Replace Flatten (4D→2D) Linear with Conv2d(1×1) Flatten.

Many classification networks end with:

``AdaptiveAvgPool2d → flatten → [Dropout → ReLU →] Linear``

This conversion rewrites the tail into:

``AdaptiveAvgPool2d → [Dropout → ReLU →] Conv2d(1×1) → flatten``

Element-wise ops between flatten and Linear (activations, dropout) are absorbed by a Wildcard and moved in front of the Conv2d in the replacement.

The resulting Conv2d can then be matched by downstream fusion and Q/DQ patterns.

This is a structural conversion — it changes graph topology rather than collapsing a chain into a fused module.
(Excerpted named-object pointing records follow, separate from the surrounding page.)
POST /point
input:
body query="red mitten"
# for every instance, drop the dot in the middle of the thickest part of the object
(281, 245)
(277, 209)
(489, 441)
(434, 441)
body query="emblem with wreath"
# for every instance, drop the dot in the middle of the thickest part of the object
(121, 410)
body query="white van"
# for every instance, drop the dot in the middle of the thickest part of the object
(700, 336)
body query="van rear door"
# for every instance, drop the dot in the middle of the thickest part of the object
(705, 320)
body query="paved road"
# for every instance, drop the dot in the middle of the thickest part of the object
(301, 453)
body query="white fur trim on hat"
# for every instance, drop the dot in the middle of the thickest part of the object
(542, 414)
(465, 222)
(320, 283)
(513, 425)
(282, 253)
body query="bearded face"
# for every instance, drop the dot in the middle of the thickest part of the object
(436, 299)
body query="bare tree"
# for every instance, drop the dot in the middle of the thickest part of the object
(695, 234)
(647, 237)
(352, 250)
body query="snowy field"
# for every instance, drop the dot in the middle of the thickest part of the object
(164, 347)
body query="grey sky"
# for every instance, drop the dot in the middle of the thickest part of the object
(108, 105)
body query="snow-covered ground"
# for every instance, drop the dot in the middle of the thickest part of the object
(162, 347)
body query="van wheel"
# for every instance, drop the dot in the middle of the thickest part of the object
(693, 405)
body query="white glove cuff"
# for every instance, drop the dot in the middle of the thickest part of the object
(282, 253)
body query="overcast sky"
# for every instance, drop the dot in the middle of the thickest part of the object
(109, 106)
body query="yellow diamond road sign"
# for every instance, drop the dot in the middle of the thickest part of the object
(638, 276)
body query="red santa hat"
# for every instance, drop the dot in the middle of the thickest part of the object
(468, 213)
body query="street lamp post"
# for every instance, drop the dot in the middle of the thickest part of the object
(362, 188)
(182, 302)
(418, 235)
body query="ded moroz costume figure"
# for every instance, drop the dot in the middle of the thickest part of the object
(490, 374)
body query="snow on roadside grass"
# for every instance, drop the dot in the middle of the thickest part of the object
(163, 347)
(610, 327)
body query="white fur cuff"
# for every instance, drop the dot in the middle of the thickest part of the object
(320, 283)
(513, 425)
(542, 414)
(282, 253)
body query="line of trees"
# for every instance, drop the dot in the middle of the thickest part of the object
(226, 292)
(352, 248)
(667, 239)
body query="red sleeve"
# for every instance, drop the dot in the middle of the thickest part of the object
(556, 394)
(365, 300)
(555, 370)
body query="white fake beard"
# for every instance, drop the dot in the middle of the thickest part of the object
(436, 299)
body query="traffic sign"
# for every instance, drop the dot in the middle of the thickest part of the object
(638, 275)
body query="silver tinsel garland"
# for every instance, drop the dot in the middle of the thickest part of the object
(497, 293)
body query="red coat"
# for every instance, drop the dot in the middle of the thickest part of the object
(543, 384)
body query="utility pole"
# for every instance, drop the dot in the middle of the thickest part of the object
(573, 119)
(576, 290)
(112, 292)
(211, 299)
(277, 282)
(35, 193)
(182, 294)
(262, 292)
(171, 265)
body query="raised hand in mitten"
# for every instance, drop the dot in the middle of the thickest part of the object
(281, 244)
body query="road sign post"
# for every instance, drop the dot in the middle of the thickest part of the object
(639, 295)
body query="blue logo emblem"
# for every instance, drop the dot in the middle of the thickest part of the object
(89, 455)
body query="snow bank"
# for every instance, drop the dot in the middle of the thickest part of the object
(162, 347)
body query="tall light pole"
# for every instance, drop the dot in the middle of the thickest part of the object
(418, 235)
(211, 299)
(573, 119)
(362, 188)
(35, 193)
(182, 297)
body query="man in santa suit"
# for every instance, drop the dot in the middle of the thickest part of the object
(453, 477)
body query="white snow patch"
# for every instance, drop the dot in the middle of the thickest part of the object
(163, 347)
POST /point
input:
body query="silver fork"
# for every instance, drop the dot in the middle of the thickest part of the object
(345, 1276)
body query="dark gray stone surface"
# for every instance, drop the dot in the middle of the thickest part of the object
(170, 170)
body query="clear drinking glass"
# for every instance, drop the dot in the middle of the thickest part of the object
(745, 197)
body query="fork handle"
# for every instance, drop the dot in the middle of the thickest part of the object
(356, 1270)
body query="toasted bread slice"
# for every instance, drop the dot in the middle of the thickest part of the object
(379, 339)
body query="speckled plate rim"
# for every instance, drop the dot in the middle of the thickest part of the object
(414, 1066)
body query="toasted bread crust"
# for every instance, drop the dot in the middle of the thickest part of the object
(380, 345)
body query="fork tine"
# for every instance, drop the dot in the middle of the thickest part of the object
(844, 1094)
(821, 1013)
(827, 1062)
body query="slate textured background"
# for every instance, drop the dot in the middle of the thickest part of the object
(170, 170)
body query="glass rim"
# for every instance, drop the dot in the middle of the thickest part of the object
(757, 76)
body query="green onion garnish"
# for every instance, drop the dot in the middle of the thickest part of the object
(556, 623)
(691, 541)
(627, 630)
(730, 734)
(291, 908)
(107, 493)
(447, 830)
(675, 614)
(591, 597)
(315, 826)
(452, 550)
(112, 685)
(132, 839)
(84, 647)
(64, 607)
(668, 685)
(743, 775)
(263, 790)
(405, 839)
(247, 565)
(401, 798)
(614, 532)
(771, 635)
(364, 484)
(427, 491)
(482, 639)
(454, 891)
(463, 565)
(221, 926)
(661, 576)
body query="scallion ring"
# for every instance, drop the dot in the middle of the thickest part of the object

It must be applied before fusion patterns.

graft: type[Module] | tuple[Callable[[TreeMatch], tuple[Module | Node | Callable[[GraphModule, tuple[Node, ...]], list[Node]], ...]], ...] = (<function _ew_nodes>, <function _reshape_and_conv>, <function keep_node.<locals>._get>)#

The factories to make replacements for each matched tree, if used.

phase: Phase = 'conversion'#

Pipeline phase this pattern belongs to.

tree: tuple[type[Module] | UnionType | Callable[[Node], bool] | Wildcard, ...] | Fork = (<function _is_flatten>, Wildcard(check=torch.nn.modules.dropout.Dropout | torch.nn.modules.dropout.Dropout2d | torch.nn.modules.activation.ReLU | torch.nn.modules.activation.ReLU6 | torch.nn.modules.activation.LeakyReLU | torch.nn.modules.activation.ELU | torch.nn.modules.activation.GELU | torch.nn.modules.activation.SiLU | torch.nn.modules.activation.Hardswish | torch.nn.modules.activation.Hardsigmoid, quantifier='*', nodes=()), <class 'torch.nn.modules.linear.Linear'>)#

The pattern topology to match, if using tree-based matching.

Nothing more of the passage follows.